Talvez se deva começar pelo que há de paradoxal em A Vida de Adèle: capítulos 1 e 2, filme sobre a educação sentimental de uma jovem suburbana (Adèle) a partir do momento em que se cruza com Emma (Léa Seydoux). E é isto: o que tem sido posto em marcha pelo cinema de Kechiche, a expressão sensual de um tecido social e afectivo, parece imobilizar-se aqui, ou congelar-se.
Isto apesar de os “capítulos 1 e 2” do título, ao piscarem o olho à incompletude de La Vie de Marianne, de Marivaux, piscarem o olho ao movimento. Se tivermos em conta a boutade (talvez nem tenha sido isso) do crítico francês Serge Kaganski, no pós-Cannes, dizendo sobre Kechiche: “le plus grand cinéaste français actuel est d''origine tunisienne, qu''on se le dise et redise”, talvez se possa acrescentar, como uma extrapolação, que se detecta aqui um movimento, consciente ou inconsciente, em direcção a algo de mais reconhecível e figé - o filme de iniciação tal como cultivado pelos framceses (Pialat, Doillon, Téchiné, Eustache...). Kaganski, aliás, continuava, falando numa “obra-prima tão francesa dedicada aos sentidos e à liberdade dos indivíduos, banhada pelas grandes referências culturais nacionais (Marivaux, Picasso, Sartre, vinho branco...).” Que nos seja permitido continuar a extrapolação: é este o dilema, entre movimento e fixação, de A Vida de Adèle: a monumentalidade coral de O Segredo de um Cuscuz (2007), por exemplo, a forma como nesse filme o corpo de Hafsia Herzi era submetido a um mecanismo que o ultrapassava (algo de sacrificial que noutro filme do realizador, Vénus Negra, tomava a forma de ensaio paroxístico), está ausente ou domada. Restam vinhetas de exclusão social e de luta de classes. Tudo o que tem a ver com os pais das protagonistas ou com o grupo que rodeia Adèle é substancialmente episódico ou entra em perda quando Adèle e Emma, o par amoroso, o desafio deste filme, não estão no ecrã - quando o espectador não é o intruso na ménage a trois elaborada pelo cineasta e pelas intérpretes, Léa Seydoux e Adèle Exarchopoulos, o filme entra em ressaca. Eis então o que aqui está, nesta primeira adaptação de Kechiche, a partir da novela gráfica de Julie Maroh, Le bleu est une couleur chaude: a experiência de um Grande Íntimo.

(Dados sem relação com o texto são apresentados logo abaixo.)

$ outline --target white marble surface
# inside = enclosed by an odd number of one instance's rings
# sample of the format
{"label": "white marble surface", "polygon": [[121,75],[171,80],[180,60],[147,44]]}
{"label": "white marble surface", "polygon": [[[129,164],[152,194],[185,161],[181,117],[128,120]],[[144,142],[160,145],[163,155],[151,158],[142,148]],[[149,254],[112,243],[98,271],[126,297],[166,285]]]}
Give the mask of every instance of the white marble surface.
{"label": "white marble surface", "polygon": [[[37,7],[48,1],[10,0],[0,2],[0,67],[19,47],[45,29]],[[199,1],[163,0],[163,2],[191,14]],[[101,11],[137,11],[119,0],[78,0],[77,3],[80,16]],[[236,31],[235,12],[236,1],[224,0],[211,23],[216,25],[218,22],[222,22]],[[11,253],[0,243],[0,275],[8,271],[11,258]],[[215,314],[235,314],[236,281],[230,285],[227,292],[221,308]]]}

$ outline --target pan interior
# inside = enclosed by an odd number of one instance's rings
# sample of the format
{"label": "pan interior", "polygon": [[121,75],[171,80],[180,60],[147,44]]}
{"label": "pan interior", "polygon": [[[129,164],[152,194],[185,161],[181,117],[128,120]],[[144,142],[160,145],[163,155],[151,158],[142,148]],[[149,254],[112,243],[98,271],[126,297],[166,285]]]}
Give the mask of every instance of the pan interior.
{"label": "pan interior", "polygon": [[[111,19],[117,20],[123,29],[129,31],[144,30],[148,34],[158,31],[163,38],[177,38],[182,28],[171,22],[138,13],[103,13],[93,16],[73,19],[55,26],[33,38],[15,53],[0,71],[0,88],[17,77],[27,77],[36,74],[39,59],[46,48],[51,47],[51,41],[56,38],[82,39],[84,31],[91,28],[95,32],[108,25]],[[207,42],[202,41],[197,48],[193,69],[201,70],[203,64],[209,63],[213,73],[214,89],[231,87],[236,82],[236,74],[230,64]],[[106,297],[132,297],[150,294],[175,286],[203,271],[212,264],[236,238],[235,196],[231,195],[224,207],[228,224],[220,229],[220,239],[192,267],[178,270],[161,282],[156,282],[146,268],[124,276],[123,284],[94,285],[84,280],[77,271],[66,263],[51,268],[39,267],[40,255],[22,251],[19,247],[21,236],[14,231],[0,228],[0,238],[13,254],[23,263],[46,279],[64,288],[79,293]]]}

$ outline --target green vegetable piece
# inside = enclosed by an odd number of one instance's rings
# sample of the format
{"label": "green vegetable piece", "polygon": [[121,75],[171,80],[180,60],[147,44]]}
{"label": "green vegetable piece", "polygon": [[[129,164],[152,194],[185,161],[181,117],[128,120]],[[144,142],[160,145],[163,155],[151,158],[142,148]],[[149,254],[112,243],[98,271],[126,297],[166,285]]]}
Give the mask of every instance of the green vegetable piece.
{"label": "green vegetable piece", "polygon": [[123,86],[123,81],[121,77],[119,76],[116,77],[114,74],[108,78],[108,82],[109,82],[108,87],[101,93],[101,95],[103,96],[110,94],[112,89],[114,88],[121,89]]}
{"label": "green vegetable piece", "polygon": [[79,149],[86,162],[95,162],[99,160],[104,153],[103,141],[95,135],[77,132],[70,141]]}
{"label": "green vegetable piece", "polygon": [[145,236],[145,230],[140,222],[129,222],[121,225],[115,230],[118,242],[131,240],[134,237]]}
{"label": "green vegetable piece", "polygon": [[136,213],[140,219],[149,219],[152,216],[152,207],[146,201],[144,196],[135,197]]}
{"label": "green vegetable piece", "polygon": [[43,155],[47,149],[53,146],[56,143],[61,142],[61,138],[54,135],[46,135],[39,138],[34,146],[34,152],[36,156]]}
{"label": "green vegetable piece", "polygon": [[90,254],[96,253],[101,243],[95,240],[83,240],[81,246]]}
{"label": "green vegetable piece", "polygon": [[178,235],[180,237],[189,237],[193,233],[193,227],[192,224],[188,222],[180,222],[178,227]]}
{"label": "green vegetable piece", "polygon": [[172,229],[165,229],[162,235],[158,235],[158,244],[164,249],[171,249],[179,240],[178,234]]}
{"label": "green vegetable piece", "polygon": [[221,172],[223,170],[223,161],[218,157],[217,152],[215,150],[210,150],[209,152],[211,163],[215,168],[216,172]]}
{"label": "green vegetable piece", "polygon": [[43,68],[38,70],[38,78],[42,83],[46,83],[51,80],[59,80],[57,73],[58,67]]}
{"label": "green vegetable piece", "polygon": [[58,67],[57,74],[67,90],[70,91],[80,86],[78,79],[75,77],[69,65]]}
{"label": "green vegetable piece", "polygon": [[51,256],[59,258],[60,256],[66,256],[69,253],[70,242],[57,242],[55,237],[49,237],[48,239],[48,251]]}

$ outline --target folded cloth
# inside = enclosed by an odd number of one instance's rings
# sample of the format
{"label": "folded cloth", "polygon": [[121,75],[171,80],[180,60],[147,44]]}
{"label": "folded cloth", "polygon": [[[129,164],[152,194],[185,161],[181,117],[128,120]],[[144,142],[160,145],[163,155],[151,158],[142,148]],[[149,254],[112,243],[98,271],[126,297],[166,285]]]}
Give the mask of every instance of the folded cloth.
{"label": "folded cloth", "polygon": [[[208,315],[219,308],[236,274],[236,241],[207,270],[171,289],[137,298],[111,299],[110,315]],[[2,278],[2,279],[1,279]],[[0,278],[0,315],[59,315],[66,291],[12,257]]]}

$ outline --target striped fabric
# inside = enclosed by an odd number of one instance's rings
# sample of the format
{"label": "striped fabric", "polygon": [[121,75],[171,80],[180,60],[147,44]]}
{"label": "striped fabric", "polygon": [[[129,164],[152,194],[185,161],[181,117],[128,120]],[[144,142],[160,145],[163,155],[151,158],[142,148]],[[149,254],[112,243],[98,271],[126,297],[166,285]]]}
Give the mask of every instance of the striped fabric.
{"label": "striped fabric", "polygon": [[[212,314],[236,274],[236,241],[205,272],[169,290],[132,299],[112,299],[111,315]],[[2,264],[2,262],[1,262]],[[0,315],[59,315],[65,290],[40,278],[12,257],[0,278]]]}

Como uma lupa sobre a intimidade, sobre o sexo, com lágrimas e outros fluidos, encerrando o espectador numa bolha contraditória de assombro, de medo, que o faz estremer como numa primeira vez - por isso Julie Maroh veio dizer, mais do que sugerir, que o facto de ter sido um heterossexual a filmar uma história de amor lésbica deixou marcas que a incomodaram; por isso alguma crítica (americana, por exemplo) se armou com o feminismo para denunciar o suposto sexismo; por isso as intérpretes se assustaram com o que Kechiche as levou a fazer (disso resultando, no embate pós-filme que aconteceu entre Léa Seydoux/Kechiche, um episódio de utopia e decepção, social e afectiva, que podia rimar com os melhores momentos do cinema do realizador.)